После этого первого моего выезда в свет с Кротковой меня совсем оттягала у нее другая кузина моего отца, графиня Аграфена Федоровна Закревская, дочери которой Лиденьке Закревской минуло в это время всего девять лет и вывезти ее в свет было слишком рано. Поэтому, я думаю, Аграфена Федоровна схватилась за меня и начала таскать по балам с собою; к тому же с тех пор, как мне исполнилось 18 лет, она нашла, что я красавица и две капли воды похожа на нее. И вывозить меня в свет ей стало лестно. Почти совсем слепого отца своего, дедушку Федора Андреевича, она легко уверила в том же. И так как сама она была скуповата, папенька не имел средств делать мне бальные туалеты, то влюбившийся, ничего не видя, со слов дочери, в мою красоту, тщеславный старичок заявил, что красавицу внучку свою, Машеньку Толстую, он будет одевать сам. Тетушка отцовских денег, разумеется, не пожалела, сделала мне прелестные бальные наряды и даже из множества своих галантерейных вещей подобрала подходящие к ним кольца, браслеты и серьги и подарила мне. А от отца моего потребовала тоже жертвы, чтобы он ради меня появлялся на балах, куда ему всегда присылали приглашения, и был бы нашим провожатым.
За первым моим одеванием на бал тетка Аграфена Федоровна следила сама, и все ей казалось для меня недостаточно хорошо, и из-за всего, что ей не понравится, делала целые сцены. Когда я, обуваясь, при ней надела на ногу чулок fil d’ecosse[215], она тотчас же раскричалась на свою камер-юнгферу англичанку:
— Что это такое, Луиза? Что ты не смотришь, что графиня Марья Федоровна надевает? Разве она горничная, чтоб ей носить такую гадость! Подай сюда дюжину чулок из моего приданого.
И тотчас англичанка принесла мне дюжину новых шелковых чулок, перевязанных розовой ленточкой.
Или увидит графиня, что к новому моему бальному платью пришито «modestie»[216], и опять поднимает крик.
— Маша, что это твоя портниха за полоску пришила к твоему платью? Разве я позволю тебе так выехать? Это обман, ma chère![217] На порядочной женщине должна быть вся рубашка батистовая, а не какой-то обрывочек. Луиза, возьми это долой и дай графине дюжину рубашек из моих сундуков.

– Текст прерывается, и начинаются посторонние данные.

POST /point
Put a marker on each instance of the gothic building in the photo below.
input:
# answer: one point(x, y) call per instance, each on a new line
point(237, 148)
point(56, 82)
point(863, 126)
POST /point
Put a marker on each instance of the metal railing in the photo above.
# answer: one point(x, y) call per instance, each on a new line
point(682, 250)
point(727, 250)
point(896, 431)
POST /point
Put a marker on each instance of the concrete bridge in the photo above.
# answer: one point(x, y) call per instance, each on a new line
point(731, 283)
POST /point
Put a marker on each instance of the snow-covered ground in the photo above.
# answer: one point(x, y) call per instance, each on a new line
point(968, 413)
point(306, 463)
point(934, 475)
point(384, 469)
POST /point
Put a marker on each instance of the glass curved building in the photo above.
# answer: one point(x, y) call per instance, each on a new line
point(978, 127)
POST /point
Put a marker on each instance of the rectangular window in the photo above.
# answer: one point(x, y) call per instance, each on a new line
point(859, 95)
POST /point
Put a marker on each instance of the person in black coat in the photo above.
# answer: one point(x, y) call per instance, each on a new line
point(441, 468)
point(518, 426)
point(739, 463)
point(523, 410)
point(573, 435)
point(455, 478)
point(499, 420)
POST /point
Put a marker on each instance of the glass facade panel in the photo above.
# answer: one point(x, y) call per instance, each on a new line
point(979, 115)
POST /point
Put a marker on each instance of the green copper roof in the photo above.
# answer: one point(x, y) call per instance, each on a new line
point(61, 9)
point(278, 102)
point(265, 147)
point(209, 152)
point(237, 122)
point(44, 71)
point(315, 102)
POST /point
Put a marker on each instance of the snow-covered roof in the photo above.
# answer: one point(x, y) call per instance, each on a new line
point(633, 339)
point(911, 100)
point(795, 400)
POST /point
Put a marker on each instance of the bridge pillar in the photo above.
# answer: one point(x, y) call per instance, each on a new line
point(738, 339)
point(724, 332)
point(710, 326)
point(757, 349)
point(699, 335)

И дюжину новых с иголочки батистовых рубашек, вышитых по вороту, рукавам и подолу еще крепостными девушками, мне принесли сейчас же из приданого, припасенного графиней для дочки. Можно себе представить, как я, не привыкшая ни к какой роскоши, радовалась всем этим подаркам и как была за них благодарна. На первый бал я попала к графу Григорию Кушелеву, женатому на Екатерине Илларионовне Васильчиковой, которые жили тогда в великолепном собственном доме, у Симеоновского моста. В этом доме я в первый раз в жизни увидела роскошь и богатство русских бар. Особенно кушелевская столовая поразила меня, потому что у себя дома за столом я, кроме серебряных столовых ложек, никогда никакого серебра не видывала; у нас даже серебряных ножей и вилок в заводе не было, а подавались с деревянными ручками, а тут, вообразите, белая мраморная столовая по голубым бархатным полкам, этажеркам, буфету и столам положительно была заставлена старинною русскою серебряной и золотой посудой и саксонскими и севрскими древними сервизами. Мало того, не знаю зачем, тут же в столовой стояла семейная кушелевская редкость: литая из чистого серебра большая лошадь на таком же массивном серебряном пьедестале; в этом коне верно было что-нибудь особенно замечательное, потому что в продолжение всего бала около него стояли генералы в орденах, какие-то сановники в лентах и звездах и не переставали, судить и рядить, сколько в этой лошади может быть весу и сколько она может стоить. А мне это диво совсем даже и не понравилось. Взглянув на нее мимоходом, я сказала папеньке:
— Посмотрите, какой урод! То ли дело красоточки алебастровые лошадки нашего голубчика Клодта!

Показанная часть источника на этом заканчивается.